Ums heiße Thema Lärmschutz an der Westbahn in Süd ging es im fast vollbesetzten Saal im Frankenheim. SPD-Fraktionschef Christian Wiglow und SPD-Ratsfrau Rosa-Maria Kaleja vom Ortsverein Mitte hatten Bürger und Experten zum Info-Abend eingeladen. Baudezernent Dr. Ulf-Roman Netzel ließ ein klein wenig Hoffung aufkommen, dass der fehlende Teil der Lärmschutzwand am Kleinen Rahm vielleicht doch vollendet wird: Sollte es sich herausstellen, dass die Lärmwand auf der anderen Seite (Felderhof) den Krach der Güterstrecke reflektiert, könnte ein Gutachten die Lückenschließung durch den Investor fordern.
Nicht länger klaglos hinnehmen
Neben Netzel stellte sich Heinrich Engels, Leiter Fahrplan der Bahn AG, den sehr kritischen Fragen der Betroffenen. Eines wurde klar: Die Anwohner sind nicht länger bereit, klaglos den enormen, mittlerweile rund um die Uhr anhaltenden Lärm zu ertragen. Jetzt rächt es sich, dass bis heute die Ratsmehrheit nicht bereit ist, den Lückenschluss zu finanzieren. Kurz vor dem Treffen, so Wiglow, hätten Bezirksausschuss Mitte sowie Bau-und Vergabeausschuss mit Mehrheit aus CDU, BU und FDP den Bau wieder mal abgelehnt. Rückblick: Im Jahre 2003 wurde eine 370 Meter lange und nur zwei Meter hohe Lärmwand errichtet. Wiglow erinnert sich: Die DB Netz habe eine Wand bis zur Brücke geplant, sei aber von der Eisenbahn-Bundesagentur zurückgepfiffen worden. Denn die hinter dem Reststück liegenden Häuser seien nach dem Stichtag 1. April 1974 gebaut worden. Die Wand wurde nur 370 Meter lang. 170 Meter bis zur Brücke fehlen. Schon damals, so Wiglow, habe seine Fraktion gefordert, mit städtischen Mitteln gemeinsam mit der Bahn erstens die Wand höher und zweitens bis zur Brücke zu bauen. Das habe jedoch keine Mehrheit gefunden. „Zwei Meter Höhe reichen nicht aus“, sagten unisono die Anwohner. Sie bemerken seit drei Jahren, dass die die Strecke stärker und schneller befahren wird – und das rund um die Uhr.

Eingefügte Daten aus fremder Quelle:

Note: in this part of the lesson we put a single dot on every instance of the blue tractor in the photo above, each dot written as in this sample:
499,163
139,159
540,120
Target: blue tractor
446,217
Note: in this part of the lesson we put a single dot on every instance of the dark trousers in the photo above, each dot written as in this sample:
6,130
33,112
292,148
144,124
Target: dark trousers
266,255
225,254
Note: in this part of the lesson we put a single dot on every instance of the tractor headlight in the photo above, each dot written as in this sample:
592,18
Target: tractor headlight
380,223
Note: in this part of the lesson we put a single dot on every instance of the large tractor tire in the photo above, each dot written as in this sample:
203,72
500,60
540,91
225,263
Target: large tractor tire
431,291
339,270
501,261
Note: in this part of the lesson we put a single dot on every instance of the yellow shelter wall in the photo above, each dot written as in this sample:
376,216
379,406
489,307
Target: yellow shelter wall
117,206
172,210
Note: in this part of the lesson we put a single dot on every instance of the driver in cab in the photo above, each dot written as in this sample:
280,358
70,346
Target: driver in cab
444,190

Heinrich Engels bestätigte das erhöhte Verkehrsaufkommen und entwarf ein düsteres Zukunftsbild. Bis 2015 soll die Auslastung der bereits jetzt schon wichtigsten Strecke Deutschlands um 50 Prozent gesteigert werden – auf etwa 205 Züge täglich. Früher sei von Samstag ab 22 Uhr bis Montagmorgen der Verkehr heruntergefahren worden, heute jedoch sorgten moderne Stellwerke für reibungslosen 24-Stunden-Betrieb. Also: „An eine erneute Einführung einer Wochenendruhe ist nicht zu denken.“
Die so genannte „Flüsterbremse“
Immerhin, so Engels, werde seit 2003 die so genannte „Flüsterbremse“ eingeführt: Die Kunststoffbeläge sorgten auch dafür, dass die Metallräder nicht mehr wie früher durch die Eisenbeläge aufgerauht und dadurch lauter würden. Doch bei insgesamt 135 000 Güterwaggons dauere das noch Jahrzehnte, bis alle umgerüstet seien. Wiglow empfahl, Protestbriefe an die zuständigen Staatssekretäre und an den Bürgermeister zu schreiben: Die SPD werde bei der Forderung nach einer selbst finanzierten Lärmwand nicht lockerlassen. Düsseldorf und Langenfeld hätten bewiesen, dass so etwas möglich sei.